The Jefferies trader’s quote is going to age either brilliantly or terribly. “The draconian view is that software will be the next print media or department stores.” That’s the market’s operating thesis right now. And it’s not being expressed through gradual multiple compression. It’s being expressed through “get me out” selling that pushed a dozen marquee names to 52-week lows in a single session.
Meanwhile Palantir is up 7% and trading at 353 times earnings because the market decided it’s on the right side of this. Meanwhile Walmart is up 3% because people still need groceries. Meanwhile a Navy F-35 shot down an Iranian drone aimed at an aircraft carrier and oil barely moved because apparently actual military confrontation is less scary than a chatbot that can review contracts.
Bitcoin erased the Trump rally. PayPal fired its CEO and lost a fifth of its value. Gold bounced 6% from a crash that hasn’t fully healed. The government reopened just in time to set up the next shutdown. And AMD beat earnings by 16% and dropped 8% because beating expectations isn’t enough anymore. You have to beat the expectations about the expectations.
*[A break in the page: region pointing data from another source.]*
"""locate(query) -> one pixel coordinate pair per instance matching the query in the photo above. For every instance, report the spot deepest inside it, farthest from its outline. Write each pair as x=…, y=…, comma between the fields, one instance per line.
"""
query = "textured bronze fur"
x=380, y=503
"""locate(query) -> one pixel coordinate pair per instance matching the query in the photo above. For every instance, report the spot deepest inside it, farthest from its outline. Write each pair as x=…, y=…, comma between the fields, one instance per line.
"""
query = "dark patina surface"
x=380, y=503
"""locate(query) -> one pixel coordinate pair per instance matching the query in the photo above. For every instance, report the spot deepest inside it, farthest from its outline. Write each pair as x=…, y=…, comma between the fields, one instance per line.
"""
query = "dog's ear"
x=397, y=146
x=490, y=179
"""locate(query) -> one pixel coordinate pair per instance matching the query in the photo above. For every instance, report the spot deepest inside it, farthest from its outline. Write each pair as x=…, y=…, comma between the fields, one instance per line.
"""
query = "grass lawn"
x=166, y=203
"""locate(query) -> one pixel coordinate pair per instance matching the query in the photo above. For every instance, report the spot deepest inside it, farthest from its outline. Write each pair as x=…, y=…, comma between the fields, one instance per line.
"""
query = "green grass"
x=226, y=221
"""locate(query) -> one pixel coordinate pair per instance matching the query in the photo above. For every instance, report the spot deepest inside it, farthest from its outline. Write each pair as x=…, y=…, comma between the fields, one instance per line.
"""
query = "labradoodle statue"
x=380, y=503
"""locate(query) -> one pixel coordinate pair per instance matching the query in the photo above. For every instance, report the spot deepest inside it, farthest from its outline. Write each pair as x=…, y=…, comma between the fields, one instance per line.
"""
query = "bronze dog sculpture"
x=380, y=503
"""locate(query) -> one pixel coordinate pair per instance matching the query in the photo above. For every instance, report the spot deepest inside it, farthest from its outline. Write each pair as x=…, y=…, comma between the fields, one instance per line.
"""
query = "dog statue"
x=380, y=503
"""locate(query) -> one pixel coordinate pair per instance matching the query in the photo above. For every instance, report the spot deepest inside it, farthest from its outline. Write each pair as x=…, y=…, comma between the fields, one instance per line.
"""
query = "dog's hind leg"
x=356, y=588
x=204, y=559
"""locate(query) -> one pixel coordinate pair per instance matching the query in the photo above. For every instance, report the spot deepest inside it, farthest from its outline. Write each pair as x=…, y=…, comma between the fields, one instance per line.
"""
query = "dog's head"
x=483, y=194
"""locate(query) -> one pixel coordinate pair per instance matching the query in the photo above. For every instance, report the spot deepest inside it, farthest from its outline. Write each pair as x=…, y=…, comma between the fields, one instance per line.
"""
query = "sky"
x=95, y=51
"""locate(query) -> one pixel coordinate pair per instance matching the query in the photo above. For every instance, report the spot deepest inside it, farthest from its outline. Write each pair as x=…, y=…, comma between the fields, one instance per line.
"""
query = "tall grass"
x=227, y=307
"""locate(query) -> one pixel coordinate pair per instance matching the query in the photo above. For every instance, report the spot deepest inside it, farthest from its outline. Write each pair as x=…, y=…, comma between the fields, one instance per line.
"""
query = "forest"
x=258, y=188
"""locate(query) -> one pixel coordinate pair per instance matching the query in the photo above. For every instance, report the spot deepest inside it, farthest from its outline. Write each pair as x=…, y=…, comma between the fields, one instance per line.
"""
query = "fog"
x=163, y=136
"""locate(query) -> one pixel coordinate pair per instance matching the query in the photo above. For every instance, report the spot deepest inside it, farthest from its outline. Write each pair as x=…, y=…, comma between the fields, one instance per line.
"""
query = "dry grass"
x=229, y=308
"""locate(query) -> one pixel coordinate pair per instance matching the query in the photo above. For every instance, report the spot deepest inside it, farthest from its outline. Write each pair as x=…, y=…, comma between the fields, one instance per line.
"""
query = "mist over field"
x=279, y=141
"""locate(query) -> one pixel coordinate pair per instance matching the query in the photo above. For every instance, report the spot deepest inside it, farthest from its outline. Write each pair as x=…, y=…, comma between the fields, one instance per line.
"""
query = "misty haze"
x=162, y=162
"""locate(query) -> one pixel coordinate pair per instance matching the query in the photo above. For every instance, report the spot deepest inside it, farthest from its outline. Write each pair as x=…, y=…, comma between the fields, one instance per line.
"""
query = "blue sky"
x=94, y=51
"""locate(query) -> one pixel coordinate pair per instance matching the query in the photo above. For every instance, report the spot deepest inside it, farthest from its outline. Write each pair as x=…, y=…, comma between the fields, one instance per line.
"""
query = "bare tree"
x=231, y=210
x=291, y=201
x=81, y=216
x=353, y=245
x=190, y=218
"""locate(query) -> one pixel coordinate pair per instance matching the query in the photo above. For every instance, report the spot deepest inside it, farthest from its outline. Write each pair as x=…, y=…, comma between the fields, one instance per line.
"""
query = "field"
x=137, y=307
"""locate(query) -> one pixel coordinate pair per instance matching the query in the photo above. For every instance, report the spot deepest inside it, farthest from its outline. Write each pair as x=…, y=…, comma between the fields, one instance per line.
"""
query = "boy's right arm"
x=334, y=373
This market isn’t confused. It knows exactly what it’s doing. It’s sorting the entire economy into two buckets. Things AI can replace and things it can’t. Everything in the first bucket is getting destroyed. Everything in the second is holding up fine. The problem is that the first bucket keeps getting bigger.
That’s all for issue #170. Software is being burned at the stake. Private credit just realized it lent billions to the kindling. PayPal brought a printer CEO to a payments fight. Bitcoin is back to where it started. Gold decided to live. The Navy is shooting down drones in the Arabian Sea while diplomats plan meetings. And Congress solved the shutdown by scheduling the next one.
Somewhere in a Jefferies trading pit, a guy is staring at a screen full of software stocks hitting 52-week lows and wondering if he should update his resume before Claude learns to do his job, too.